Given that research shows 60% of the variation between people's physical performance is genetic, it makes sense to tap into your inherited predispositions as you work to achieve your goals. If you've recently hit a fitness plateau, or you've simply never experienced the results you want from a workout program, click through the slideshow to learn how understanding your DNA profile could truly personalize your training program.

A DNA Kit + Report from FitnessGenes runs $199, while the personalized programs start at $1 per day, after the DNA profile is complete. If you're tired of spinning your wheels without results, it might just be the investment you need.

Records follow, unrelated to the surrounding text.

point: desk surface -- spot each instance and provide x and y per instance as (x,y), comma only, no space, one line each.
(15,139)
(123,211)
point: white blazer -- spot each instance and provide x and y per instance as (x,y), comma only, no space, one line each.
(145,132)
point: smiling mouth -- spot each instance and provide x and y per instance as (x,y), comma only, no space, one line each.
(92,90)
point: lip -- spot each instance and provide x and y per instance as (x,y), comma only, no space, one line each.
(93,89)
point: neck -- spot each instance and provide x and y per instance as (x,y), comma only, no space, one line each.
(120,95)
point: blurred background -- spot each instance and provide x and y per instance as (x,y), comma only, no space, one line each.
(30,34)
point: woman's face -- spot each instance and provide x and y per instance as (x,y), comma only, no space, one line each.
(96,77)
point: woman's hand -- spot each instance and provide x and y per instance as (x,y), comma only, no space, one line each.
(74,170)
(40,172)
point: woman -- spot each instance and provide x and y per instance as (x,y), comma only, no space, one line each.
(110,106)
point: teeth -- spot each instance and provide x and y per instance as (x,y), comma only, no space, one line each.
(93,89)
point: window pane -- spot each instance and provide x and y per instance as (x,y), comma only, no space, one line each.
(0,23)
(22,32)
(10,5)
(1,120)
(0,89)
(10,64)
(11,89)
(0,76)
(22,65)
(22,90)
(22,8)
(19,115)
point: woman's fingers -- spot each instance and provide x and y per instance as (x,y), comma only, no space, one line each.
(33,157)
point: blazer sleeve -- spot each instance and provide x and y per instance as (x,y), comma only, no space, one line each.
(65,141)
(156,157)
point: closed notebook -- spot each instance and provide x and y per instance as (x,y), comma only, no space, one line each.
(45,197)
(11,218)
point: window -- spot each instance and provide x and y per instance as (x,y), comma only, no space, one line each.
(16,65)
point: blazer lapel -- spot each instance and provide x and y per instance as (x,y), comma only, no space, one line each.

About the Author: Dr. Dan Reardon, Co-Founder of FitnessGenes

Dr. Reardon is a medical doctor with an MBChB (UK’s MD equivalent) and a BSc (Bachelors of Science) in Human Anatomy. An emergency room doctor for 10 years; he is also a certified personal trainer with over 15 years in the fitness industry. Dr. Reardon is a fitness writer, 2-time author and Science Editor of Muscle & Fitness and Flex magazines in the UK, Europe and Australia.

About FitnessGenes

FitnessGenes is the only DNA-specific online platform that eliminates the guessing game from fitness and nutrition. With a quick DNA kit and customized digital report, FitnessGenes reveals specific genetic traits including metabolic tendencies, dietary sensitivities, fat burning capacity, muscle type and recovery time. Once results are revealed, their Fat-Loss and Muscle-Building Genetic Training System (GTS) programs provides personalized, week-by-week exercise plans and nutritional recommendations based on your DNA, to maximize fat burning, muscle building and improve overall health and wellness.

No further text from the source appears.